4. işten çıkışını benim çıkışımla çakıştırabilir misin belki bi iki gün bi küçük tatil buluruz
ah onu yapsam mis gibi olucak! güya civara kaçış planımız var; ama ben kış uykusundayım. deneyelim. ben kapsamlı bi istanbul turuna da varım (bi daha öhöm).

5. bana takı yapıyor musun/yapacak mısın?
daha yapmadım; ama hazırlanıyorum. aklımda :)

6. çaycı mısın kahveci mi?
çaycı. bi de bazen türk kahveci. çarpıntı yapıyo kahve.

7. en son hangi kitabı okudun?
en son törenlerle çatalhöyük'ü bitirdim. şimdi rilke- malte laurids brigge'in notları sürünüyor. giderek yavaş okur oldum. bi de arada namus gazı'nı okudum ama tekrardı, sayılmaz.

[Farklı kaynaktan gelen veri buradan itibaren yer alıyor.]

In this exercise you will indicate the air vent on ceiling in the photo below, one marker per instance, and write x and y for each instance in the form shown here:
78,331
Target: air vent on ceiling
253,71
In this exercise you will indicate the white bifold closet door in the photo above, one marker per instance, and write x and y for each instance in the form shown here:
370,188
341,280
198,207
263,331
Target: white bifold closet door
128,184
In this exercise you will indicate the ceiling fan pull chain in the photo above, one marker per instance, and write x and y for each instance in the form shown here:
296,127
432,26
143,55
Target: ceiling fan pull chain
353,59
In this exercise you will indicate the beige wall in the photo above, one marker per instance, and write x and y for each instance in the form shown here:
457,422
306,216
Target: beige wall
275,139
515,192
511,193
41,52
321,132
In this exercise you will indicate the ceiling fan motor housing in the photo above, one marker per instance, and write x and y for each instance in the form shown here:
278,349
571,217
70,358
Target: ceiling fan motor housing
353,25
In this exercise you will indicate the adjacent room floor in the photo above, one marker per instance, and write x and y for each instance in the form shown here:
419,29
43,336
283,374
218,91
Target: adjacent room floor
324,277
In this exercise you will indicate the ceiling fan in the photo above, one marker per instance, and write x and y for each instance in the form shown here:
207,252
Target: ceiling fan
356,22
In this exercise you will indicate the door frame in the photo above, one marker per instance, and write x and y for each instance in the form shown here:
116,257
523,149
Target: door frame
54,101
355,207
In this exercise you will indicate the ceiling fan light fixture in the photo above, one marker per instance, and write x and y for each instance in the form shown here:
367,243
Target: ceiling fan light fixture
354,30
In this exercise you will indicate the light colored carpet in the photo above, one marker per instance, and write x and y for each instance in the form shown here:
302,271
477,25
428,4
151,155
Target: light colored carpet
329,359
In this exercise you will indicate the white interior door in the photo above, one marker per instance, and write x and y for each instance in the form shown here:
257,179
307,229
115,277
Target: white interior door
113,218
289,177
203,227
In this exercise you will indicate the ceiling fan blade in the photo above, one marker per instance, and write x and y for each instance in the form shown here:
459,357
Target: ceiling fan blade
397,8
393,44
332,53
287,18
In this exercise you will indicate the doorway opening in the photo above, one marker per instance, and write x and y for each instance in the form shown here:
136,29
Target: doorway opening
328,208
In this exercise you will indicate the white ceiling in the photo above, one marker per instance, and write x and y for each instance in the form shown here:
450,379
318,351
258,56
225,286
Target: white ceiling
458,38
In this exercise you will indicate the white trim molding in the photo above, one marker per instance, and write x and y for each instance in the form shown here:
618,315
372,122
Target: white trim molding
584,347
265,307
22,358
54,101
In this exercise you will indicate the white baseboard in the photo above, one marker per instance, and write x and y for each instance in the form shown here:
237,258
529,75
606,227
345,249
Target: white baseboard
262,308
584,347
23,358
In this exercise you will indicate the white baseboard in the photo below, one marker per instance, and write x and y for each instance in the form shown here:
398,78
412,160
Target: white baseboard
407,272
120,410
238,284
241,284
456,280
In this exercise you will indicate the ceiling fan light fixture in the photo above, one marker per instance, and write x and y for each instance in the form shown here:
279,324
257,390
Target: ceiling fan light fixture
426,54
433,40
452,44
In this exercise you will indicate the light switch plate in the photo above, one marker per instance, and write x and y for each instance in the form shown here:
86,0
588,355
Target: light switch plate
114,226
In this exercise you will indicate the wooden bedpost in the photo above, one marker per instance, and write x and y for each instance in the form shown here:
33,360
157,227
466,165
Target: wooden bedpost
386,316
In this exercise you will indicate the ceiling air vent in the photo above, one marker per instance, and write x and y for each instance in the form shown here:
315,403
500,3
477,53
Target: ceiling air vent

8. benlerin konusunda bişi yaptın mı yeni bi doktor buldun mu?
benin yarısı koptu. ölü bi parça olduğu için panik olmadım pek, hatta işime geldi. ankarada halledicem, tembelim.

9. (tekrar) 25 26 27 ocak'tan birinde ne yapıcaz ne yapıcaz?
tarih size bağlı, mekanı da konuşuruz. bi güzel içicez gibi geliyo bana.

10.google reader'dan nasıl anlaşılıyor kaç kişinin abone olduğu?
google.com'a girince üst bantta takvim, gmail, diğer filan gibi seçenekler var. oradan reader'a giriyosunuz. arama kısmına blogu yazıyosunuz, "yayınlar"da arıyosunuz, sonuçlar çıkıyor.

11.madem celebritysin boy kilo aliym. (sorulmicak soru muydu yoksa :D)
sorabilirsin, dükkan senin. 1.65 metre boyum, an itibariyle 49 kilo da ağırlığım olur. 48-50 dalgalanıyorum, 51 bile oldum ama 1.65 sabit :P

12.bast'ı neden ben bilmiyorum? cidden mi çok kedik var?
içini bilmem de, adı bast neticede, mısır mısır. girişinde de bi kedi figürü var. içi bol kitaplı. güzide bi yer, ben de çok gidemedim aslında, gözüm var :)

13.bu kadar çok benin(in) olması adalet mi?
valla ceza gibi bi şi bazen; ama seviyorum. genetik. bi taraf benli bi taraf çilli, benekliyiz.

14. klasik makarna tarifin nedir?
makarna fusilli ya da penne olacak. domates (tercihen iri kesilmiş veya rendelenmiş; ama asla salça değil) + peynir (beyaz, kaşar, krem hiç fark etmez) + nane veya kekik + sarımsak (reflüsüzlere). hiç malzeme yoksa, o zaman makarna + nane. süzdükten sonra nane boca edilecek ve 5 dakika kendi buharında kalacak ki kokusu işlesin. çocukluk klasiği de: yüksük makarna + çatalla ezilmiş beyaz peynir. ton balığı+ mayonez+ dövülmüş ceviz ise çok özel.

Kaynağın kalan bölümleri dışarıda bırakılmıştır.